IV.

The Oriental, on Boxing Night, was like a baker's oven for temperature, and an unopened sardine-barrel for populousness. The East-end had poured its rollicking multitudes into the vast theatre, which seethed over with noisy vitality. There was much traffic in ginger beer, oranges, Banbury cakes, and "bitter." The great audience roared itself hoarse over old choruses with new words. Lucy Gray, as Prince Prettypet, made an instant success. The mashers of the Oriental ogled her in silent flattery. Her clear elocution, her charming singing voice, her sprightly dancing, her chic, her frank vulgarity, when she "let herself go," took every heart captive. Every heart, that is, save one, which was filled with sickness and anguish, and covered with a veil of fine linen. The heir of the house of Redhill cowered at the back of the O.P. stage-box—the only place in the house disengaged when he drove up in a mistaken dress-suit. It was the first time he had seen Prince Prettypet since the merry tea-party, and he did not know why he was seeing her now. He hoped she did not see him. She pirouetted up to the front of his box pretty often during the evening, and several times hurled ancient wheezes at the riotous funnymen from that coign of vantage. Spoken so near his ear, the vulgar jokes tingled through him like lashes from a whip. Once she sang a chorus, winking in his direction. But that was the business of the song, and impersonal. He saw no sure signs of recognition, and was glad.
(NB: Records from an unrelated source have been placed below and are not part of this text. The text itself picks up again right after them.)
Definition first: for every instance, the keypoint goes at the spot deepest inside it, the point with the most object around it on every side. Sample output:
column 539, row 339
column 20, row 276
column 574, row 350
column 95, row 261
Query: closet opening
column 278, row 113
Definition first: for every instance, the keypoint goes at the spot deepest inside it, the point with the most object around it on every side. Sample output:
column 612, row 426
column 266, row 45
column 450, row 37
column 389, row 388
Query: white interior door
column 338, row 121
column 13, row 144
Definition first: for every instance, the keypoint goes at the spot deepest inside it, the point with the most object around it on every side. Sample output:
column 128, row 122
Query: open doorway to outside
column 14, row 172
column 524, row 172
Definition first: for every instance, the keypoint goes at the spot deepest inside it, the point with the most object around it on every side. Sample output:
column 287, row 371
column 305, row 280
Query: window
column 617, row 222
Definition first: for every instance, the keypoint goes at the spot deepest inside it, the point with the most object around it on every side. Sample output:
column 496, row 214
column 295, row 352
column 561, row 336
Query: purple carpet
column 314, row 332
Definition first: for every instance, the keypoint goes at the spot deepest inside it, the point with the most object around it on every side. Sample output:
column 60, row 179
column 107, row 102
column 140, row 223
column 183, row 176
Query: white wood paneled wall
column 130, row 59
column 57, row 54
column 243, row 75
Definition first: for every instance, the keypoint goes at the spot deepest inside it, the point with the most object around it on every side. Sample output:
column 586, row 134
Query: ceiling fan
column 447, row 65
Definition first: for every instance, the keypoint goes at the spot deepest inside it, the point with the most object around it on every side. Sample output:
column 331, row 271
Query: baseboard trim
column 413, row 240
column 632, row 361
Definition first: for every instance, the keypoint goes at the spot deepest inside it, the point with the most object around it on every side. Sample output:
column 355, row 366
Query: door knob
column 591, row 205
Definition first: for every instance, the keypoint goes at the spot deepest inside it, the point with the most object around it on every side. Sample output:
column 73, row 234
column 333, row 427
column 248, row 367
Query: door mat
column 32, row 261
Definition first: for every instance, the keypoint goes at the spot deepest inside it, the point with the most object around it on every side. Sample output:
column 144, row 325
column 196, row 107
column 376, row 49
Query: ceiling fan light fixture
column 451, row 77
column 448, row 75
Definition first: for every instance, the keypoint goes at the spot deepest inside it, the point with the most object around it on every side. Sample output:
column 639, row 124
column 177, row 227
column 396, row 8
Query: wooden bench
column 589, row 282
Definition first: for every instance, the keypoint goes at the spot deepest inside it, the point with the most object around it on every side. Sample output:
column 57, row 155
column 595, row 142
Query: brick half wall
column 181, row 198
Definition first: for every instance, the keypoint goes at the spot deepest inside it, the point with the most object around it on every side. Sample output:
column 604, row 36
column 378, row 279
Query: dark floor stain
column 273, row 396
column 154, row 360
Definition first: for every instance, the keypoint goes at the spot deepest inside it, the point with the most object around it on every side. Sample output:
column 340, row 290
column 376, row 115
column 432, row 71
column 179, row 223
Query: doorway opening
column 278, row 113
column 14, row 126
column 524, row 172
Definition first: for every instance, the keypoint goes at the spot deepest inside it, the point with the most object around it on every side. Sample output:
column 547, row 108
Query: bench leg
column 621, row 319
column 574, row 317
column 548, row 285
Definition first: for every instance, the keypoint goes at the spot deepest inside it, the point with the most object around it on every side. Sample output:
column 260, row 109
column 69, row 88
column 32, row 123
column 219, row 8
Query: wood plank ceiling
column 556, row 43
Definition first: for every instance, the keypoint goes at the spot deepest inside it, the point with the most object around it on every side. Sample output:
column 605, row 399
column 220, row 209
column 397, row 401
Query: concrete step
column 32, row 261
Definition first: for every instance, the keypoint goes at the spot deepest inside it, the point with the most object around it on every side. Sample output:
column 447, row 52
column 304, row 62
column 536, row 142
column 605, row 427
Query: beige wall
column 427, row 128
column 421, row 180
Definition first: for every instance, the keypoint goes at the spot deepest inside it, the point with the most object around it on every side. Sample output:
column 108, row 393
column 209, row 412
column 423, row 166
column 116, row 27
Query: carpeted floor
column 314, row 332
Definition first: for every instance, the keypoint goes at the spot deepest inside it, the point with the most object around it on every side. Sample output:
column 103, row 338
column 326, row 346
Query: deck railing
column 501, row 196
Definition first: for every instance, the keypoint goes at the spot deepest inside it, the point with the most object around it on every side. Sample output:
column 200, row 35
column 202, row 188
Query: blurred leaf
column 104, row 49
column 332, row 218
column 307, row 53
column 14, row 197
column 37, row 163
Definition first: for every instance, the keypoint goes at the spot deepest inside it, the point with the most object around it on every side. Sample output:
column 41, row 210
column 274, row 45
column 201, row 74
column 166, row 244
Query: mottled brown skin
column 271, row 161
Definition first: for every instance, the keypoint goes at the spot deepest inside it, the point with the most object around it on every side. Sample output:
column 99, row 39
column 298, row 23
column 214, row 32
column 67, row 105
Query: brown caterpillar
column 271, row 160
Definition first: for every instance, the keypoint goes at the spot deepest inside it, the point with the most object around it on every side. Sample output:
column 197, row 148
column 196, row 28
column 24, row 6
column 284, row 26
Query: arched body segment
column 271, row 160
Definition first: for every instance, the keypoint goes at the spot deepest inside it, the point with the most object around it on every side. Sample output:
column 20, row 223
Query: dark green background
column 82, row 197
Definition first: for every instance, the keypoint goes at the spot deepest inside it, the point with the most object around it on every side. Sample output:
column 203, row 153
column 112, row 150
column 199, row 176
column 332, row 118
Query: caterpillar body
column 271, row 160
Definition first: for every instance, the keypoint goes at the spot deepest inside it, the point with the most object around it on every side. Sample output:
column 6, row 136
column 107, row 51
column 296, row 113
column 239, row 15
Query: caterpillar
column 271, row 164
THE ORIENTAL ON BOXING NIGHT.

When, during the gradual but gorgeous evolution of the Transformation Scene, he received a note from her, he remained glad. It ran, "The bearer will take you behind. I have no one to see me home. Always your friend—Lucy." He went "behind," following his guide through a confusion of coatless carpenters waving torches of blue and green fire from the wings, and gauzy, highly coloured Whitechapel girls ensconcing themselves in uncomfortable attitudes on wooden pedestals, which were mounting and descending.

Georgie Spanner was bustling about, half crazed, amid a hubbub perfectly inaudible from the front; but he found time to scowl at Frank, as that gentleman stumbled over the pantaloon and fell against a little iron lever, whose turning might have plunged the stage in darkness. Frank found Lucy in a tiny cellar with whitewashed walls and a rough counter, on which stood a tin basin and a litter of "make up" materials. She had "changed" before he came. It was the first time for years he had seen her in her true womanly envelope. Assuredly she had grown far lovelier, and her face was flushed with triumph; otherwise it was the old Lucy. The Prince was washed off with the paint.

Frank's eyes filled with tears. How hard he had been on her! Nay, had he not misjudged her? She looked so frail, so little, so childish, what guile could she know? It was all mere surface-froth on her lips! How narrow to set up his life, his ideals, as models, patterns! The poor little thing had her own tastes, her own individuality! How hard she worked to earn her own living! He bent down and kissed her forehead, remorsefully, as one might kiss an overscolded child. She drew his head down lower and kissed him—passionately—on the lips. "Let us wait a little," she said, as he spoke of sending for a hansom. "Sloman, the lessee, gives a little supper on the stage after the show—he'll be annoyed if I don't stay. He'll be delighted to have you."

The pantomime had gone better than anyone had expected. It had been insufficiently rehearsed, and though everybody had said "it'll be all right at night"—in the immemorial phrase of the profession—they had said it more automatically than confidently. Consequently everyone was in high feather, and agreeably surprised at the accuracy of the prophesying. Even Georgie Spanner ceased to scowl under the genial influences of success and Sloman's very decent champagne. The air was full of laughter and gaiety, and everybody (except the clown) cracked jokes. The leading ladies made themselves pleasant, and did not swear. Everybody seemed to have acquired a new respect for Lucy, seeing her with such a real Belgravian swell. Probably she would soon have a theatre of her own.

It was the Prig's first excursion into Bohemia, and he thought the natives very civil-spoken, naïve, and cordial. Frank had no doubt now that Lucy was right, that he was a Prig to want to redeem mankind. And the conviction that he lacked worldly wisdom was sealed for aye.